O que ocorria na aldeia escolhida era o que sempre ocorre nas terras votadas ao silêncio acondicionado à lonjura sem grandes volições de a minimizar: trabalhar de sol a sol (quem trabalhe), e assim angariar não somente o sustento, mas de sobremodo a força motriz requerida pelos calcantes; entretecer enredos e pô-los em cena no palco onde é useiro complementá-los com sessões de pancadaria, por exemplo, ou de chumbo grosso, porque não, quando a coisa se complica e atinge a raia da verdade posta ao léu, para entretém das massas residentes ou passantes, ainda que só lá passe quem se perca do caminho; comer e beber quanto haja, quando houver, ou fingir enfartamento quando os dentes encham a língua de calos pelo não uso na função própria, que é a de impor endereço ao pasto em dúvida; e enfim cumprir todos os rituais estabelecidos e autenticados pela tradição e pela lei do menor esforço pensante, a saber: casar de branco, elas, e eles de preto, sob o sinal da cruz tartamudeado pelo vigário descrente e repetido através do eco no riso das bocas; demolhar os filhos na pia baptismal sem os ouvir antes; matar o porco anual e convidar toda a gente a participar nas exéquias; pagar as promessas feitas a quem se sabe, tenha ou não obtido a graça cujo preço era a promessa a cumprir; e morrer no fim da vida, e não no início ou no meio, depois de assegurada a ascensão aos socalcos celestiais mais altaneiros.

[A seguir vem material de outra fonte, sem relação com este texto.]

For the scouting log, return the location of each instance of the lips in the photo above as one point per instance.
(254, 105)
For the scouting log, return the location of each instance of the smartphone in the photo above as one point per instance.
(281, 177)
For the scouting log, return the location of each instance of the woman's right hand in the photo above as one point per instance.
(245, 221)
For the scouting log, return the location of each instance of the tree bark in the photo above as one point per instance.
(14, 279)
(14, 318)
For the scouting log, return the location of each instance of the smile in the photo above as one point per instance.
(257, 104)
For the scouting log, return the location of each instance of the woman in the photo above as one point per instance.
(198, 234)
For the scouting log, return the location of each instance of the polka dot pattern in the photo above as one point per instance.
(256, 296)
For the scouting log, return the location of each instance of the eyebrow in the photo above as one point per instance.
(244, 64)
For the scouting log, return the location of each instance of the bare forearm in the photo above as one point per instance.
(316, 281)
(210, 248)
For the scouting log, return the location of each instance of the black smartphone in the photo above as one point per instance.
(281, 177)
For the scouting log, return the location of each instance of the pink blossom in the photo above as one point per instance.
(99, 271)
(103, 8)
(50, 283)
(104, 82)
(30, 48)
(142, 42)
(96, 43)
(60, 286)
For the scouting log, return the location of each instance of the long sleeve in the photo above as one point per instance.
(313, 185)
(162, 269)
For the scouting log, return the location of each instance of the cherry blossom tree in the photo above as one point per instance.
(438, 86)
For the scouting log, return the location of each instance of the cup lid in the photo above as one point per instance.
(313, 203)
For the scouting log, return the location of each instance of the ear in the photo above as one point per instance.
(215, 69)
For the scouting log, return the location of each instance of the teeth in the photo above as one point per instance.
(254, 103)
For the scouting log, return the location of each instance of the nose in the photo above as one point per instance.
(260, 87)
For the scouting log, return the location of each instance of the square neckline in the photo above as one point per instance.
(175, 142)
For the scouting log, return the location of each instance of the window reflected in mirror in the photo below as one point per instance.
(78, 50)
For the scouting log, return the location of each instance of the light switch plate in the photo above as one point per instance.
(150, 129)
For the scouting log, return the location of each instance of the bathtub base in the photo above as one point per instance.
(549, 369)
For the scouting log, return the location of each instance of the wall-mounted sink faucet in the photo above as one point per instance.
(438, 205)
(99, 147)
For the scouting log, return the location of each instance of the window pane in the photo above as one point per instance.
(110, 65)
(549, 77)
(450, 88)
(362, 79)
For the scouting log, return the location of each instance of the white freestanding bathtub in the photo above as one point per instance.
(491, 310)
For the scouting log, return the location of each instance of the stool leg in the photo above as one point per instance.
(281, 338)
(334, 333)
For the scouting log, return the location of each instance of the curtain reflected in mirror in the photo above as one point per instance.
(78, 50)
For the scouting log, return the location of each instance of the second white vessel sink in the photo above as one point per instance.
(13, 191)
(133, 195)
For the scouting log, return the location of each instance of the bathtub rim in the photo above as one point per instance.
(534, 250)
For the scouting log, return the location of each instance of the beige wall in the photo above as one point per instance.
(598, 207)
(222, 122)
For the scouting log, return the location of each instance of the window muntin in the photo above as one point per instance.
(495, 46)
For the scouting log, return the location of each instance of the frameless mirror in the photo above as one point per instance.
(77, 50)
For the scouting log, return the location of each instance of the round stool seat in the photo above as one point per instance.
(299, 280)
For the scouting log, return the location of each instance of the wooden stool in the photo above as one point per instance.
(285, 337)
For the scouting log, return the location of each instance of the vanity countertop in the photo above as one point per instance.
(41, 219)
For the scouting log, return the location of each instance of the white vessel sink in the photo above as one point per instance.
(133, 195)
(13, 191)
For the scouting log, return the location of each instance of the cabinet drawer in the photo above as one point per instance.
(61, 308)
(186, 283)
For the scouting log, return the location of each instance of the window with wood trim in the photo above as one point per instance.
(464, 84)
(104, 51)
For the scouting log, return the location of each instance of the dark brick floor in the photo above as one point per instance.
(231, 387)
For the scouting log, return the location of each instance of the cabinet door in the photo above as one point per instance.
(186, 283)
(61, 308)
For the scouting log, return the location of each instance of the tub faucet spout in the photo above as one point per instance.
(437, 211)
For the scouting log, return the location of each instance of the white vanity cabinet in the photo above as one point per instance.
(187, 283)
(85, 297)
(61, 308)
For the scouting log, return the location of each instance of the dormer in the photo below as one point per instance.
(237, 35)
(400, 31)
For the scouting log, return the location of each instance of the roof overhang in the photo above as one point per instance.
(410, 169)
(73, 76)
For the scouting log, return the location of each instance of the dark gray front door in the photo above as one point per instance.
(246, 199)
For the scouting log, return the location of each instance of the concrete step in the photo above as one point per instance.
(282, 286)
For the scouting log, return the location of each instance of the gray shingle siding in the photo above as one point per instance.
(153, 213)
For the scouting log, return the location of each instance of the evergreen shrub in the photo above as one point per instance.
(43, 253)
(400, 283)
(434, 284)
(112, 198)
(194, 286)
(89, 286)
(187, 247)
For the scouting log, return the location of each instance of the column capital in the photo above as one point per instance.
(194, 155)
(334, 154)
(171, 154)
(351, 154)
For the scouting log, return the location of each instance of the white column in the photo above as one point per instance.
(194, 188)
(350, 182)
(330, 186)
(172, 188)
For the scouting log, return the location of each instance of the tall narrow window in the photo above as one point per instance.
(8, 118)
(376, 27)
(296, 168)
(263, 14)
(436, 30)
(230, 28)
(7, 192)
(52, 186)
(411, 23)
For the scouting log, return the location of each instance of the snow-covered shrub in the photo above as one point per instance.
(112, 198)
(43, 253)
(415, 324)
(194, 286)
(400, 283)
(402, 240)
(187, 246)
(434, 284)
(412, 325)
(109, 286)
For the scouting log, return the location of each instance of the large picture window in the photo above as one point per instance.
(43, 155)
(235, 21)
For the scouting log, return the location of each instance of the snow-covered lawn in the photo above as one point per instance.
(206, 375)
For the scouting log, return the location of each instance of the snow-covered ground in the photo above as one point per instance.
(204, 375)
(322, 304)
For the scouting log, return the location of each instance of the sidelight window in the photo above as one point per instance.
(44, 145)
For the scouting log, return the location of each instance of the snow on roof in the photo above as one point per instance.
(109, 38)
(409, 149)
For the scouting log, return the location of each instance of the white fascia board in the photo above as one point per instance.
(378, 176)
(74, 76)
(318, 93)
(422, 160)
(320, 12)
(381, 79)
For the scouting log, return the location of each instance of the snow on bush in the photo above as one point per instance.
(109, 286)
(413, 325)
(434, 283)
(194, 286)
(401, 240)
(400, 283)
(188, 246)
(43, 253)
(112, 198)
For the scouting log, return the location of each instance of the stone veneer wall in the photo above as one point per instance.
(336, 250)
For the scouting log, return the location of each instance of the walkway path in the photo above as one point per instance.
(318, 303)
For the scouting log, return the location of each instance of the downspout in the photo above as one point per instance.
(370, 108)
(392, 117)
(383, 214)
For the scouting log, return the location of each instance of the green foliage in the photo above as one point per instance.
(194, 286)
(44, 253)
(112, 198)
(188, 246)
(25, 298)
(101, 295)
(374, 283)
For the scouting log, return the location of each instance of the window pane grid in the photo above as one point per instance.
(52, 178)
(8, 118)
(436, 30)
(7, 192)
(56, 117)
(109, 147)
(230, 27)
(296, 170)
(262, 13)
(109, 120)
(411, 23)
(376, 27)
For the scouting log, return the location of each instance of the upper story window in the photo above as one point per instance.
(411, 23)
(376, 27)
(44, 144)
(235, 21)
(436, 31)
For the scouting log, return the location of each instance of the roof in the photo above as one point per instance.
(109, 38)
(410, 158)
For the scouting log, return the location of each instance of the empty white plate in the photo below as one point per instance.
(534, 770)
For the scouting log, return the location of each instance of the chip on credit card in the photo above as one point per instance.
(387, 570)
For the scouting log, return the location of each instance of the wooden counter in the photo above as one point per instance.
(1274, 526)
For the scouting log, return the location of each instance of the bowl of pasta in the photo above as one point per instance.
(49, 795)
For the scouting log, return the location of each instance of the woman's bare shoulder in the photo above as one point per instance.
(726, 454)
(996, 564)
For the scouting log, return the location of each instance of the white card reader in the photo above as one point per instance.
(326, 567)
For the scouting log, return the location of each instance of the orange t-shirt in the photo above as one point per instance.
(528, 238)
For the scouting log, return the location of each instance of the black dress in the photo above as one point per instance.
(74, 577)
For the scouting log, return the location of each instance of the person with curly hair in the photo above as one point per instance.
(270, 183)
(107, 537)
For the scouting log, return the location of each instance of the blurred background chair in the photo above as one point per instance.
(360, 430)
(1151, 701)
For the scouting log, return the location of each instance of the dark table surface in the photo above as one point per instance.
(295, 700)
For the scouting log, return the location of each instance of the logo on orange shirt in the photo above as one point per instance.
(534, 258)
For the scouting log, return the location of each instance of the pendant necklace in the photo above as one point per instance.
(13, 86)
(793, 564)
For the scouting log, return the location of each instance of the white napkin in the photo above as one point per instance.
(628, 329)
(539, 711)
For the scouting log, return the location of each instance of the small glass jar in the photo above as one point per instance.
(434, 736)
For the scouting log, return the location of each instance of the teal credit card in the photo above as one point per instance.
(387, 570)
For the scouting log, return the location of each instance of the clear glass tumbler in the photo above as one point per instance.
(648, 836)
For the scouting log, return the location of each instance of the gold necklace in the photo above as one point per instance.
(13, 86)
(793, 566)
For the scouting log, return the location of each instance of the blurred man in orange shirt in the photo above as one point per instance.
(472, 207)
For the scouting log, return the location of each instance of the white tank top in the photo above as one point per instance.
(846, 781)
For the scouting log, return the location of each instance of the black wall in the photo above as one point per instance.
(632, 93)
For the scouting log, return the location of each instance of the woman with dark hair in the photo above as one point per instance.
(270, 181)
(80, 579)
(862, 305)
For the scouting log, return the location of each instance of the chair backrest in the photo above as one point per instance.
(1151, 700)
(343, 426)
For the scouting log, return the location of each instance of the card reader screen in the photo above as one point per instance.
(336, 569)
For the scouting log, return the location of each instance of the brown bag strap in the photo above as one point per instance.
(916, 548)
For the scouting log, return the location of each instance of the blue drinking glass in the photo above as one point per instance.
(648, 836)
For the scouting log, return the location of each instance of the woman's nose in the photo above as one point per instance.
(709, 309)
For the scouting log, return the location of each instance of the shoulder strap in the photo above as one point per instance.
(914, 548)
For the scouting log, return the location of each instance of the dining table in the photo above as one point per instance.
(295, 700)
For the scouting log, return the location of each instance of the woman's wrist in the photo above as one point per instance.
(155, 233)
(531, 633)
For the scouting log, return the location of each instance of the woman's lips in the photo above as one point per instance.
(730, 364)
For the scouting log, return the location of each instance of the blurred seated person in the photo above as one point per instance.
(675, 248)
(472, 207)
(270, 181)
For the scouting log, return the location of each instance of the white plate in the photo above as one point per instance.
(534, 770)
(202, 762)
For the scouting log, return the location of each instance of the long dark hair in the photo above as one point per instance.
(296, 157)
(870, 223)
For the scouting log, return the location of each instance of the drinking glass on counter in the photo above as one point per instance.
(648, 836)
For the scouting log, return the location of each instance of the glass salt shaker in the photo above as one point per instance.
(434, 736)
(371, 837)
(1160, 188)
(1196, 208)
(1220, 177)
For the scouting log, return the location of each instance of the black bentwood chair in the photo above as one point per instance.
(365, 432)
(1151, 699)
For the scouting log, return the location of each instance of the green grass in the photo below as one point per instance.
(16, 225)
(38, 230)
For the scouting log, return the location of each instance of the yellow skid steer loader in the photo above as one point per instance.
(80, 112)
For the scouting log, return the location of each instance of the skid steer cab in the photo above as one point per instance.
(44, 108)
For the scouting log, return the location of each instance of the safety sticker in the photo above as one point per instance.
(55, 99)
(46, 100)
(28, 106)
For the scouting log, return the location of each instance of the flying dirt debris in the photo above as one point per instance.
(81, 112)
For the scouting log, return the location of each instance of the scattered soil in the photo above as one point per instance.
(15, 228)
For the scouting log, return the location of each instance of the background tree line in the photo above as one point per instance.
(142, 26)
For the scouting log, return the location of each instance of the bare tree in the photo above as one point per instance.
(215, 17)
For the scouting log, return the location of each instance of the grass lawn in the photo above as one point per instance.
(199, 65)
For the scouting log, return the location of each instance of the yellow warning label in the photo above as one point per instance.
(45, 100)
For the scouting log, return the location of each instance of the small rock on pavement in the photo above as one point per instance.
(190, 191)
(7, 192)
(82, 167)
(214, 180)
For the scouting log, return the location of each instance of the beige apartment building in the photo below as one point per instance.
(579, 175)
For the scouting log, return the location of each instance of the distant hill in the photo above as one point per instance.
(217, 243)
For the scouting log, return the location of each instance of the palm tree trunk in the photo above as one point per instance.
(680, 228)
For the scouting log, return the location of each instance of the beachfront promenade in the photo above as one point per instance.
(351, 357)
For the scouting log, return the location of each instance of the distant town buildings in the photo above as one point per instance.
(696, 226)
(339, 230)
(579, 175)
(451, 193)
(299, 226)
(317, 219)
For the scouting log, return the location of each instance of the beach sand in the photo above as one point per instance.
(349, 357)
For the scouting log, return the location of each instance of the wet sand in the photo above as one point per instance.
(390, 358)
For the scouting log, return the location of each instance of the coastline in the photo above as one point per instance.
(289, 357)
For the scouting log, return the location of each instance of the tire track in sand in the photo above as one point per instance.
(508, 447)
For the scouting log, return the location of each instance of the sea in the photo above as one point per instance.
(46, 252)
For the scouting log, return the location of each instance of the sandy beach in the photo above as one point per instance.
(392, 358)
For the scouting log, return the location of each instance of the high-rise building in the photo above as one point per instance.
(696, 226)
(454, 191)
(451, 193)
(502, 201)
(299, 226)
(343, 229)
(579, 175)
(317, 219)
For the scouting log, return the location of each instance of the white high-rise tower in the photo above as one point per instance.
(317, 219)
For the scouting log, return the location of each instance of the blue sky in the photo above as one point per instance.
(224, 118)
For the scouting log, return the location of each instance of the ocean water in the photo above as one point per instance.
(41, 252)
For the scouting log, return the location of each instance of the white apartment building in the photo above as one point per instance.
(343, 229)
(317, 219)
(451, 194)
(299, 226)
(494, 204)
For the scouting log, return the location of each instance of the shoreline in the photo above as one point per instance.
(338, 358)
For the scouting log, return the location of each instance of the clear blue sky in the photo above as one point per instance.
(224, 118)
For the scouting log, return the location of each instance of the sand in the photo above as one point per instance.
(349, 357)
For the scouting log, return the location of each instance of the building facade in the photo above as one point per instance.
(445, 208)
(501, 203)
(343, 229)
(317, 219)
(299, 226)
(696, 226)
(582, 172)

A criança parida no parágrafo de arranque? Apesar dos auspícios lhe afiançarem um percurso vivencial copioso e dilatado, cresceu, casou, teve descendentes em casa e na rua, e nada mais fez que fizesse jus a figurar hoje com assentamento oficial nos anais. Nem a merecer, por isso, que se lhe conte a história.
Era uma bonita mulher, no entanto, ao que parece.